Security and Privacy¶
| Principle | Implementation |
|---|---|
| European hosting | All infrastructure runs on European servers (EU data residency) |
| Model agnosticism | No dependency on a single LLM provider. Supports Gemini, Claude, Kvant, and Azure OpenAI with per-node selection. |
| No training on user data | User data is never sent to LLM providers for model training. API calls use inference-only endpoints. |
| Authentication | Two-factor authentication (TOTP) via the Authentication module.

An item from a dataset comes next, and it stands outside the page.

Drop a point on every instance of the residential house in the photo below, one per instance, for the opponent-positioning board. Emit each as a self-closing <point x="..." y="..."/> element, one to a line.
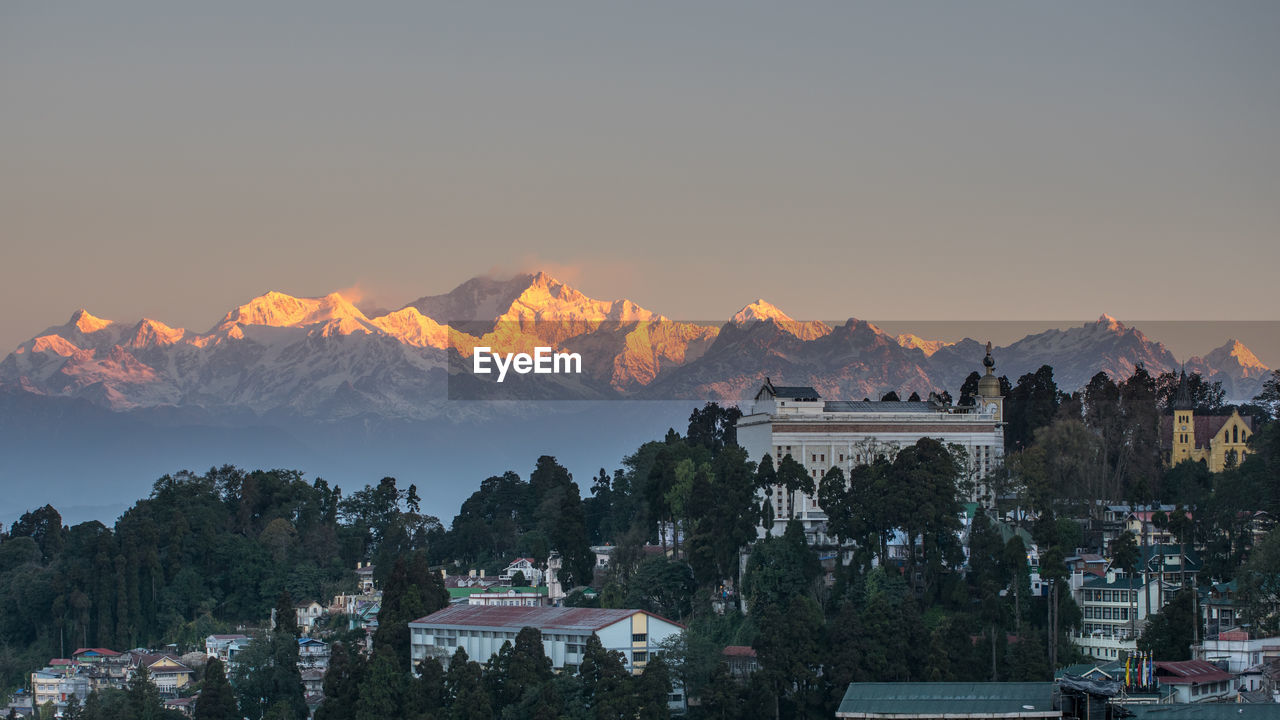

JWT tokens for session management. |
| HITL consent | Agents cannot execute sensitive actions without explicit user confirmation (HITL interrupt pattern). |
Technology Stack¶
| Layer | Technologies | Notes |
|---|---|---|
| Backend | Python 3.12, FastAPI | Async API, WebSocket support for streaming |
| Agent Framework | LangGraph, LangChain | StateGraph with conditional routing, checkpointed state |
| LLM | Google Gemini, Anthropic Claude, Kvant, Azure OpenAI | Via LLM Adapter Factory (per-node provider selection) |
| Database | PostgreSQL + pgvector, Redis | Facts + embeddings in PG, state + cache in Redis |
| Voice | Azure Speech Services | STT + TTS via WebSocket streaming |
| Frontend | React, TypeScript, Vite | Single-page app with real-time streaming |
| Infrastructure | Docker, Kubernetes, Helm | Container orchestration for deployment |
| CI/CD | GitHub Actions | Backend tests, frontend build, documentation deploy |
| Documentation | Zensical | Static site generator, deployed to EU VPS |
What's Next¶
The architecture is designed to grow. The key extension points are:
- New domain agents — Add a new agent by implementing
DomainAgentInterface, registering it in theDomainAgentRegistry, and the Global Planner can invoke it. No changes to the supervisor graph needed. - New LLM providers — Add a new adapter implementing
LLMAdapterInterfaceand register it in the factory. Configurable per-node. - Swisper Signals — A proactive notification system (implemented) that delivers alerts via Telegram and Threema channels. Includes background jobs for email notifications, daily briefings, pre-meeting prep, commitment reminders, and awaiting-response alerts.
- Swisper Dox (planned) — The B2B execution layer that transforms partner APIs into agent-ready workflows using trust policies and hybrid orchestration.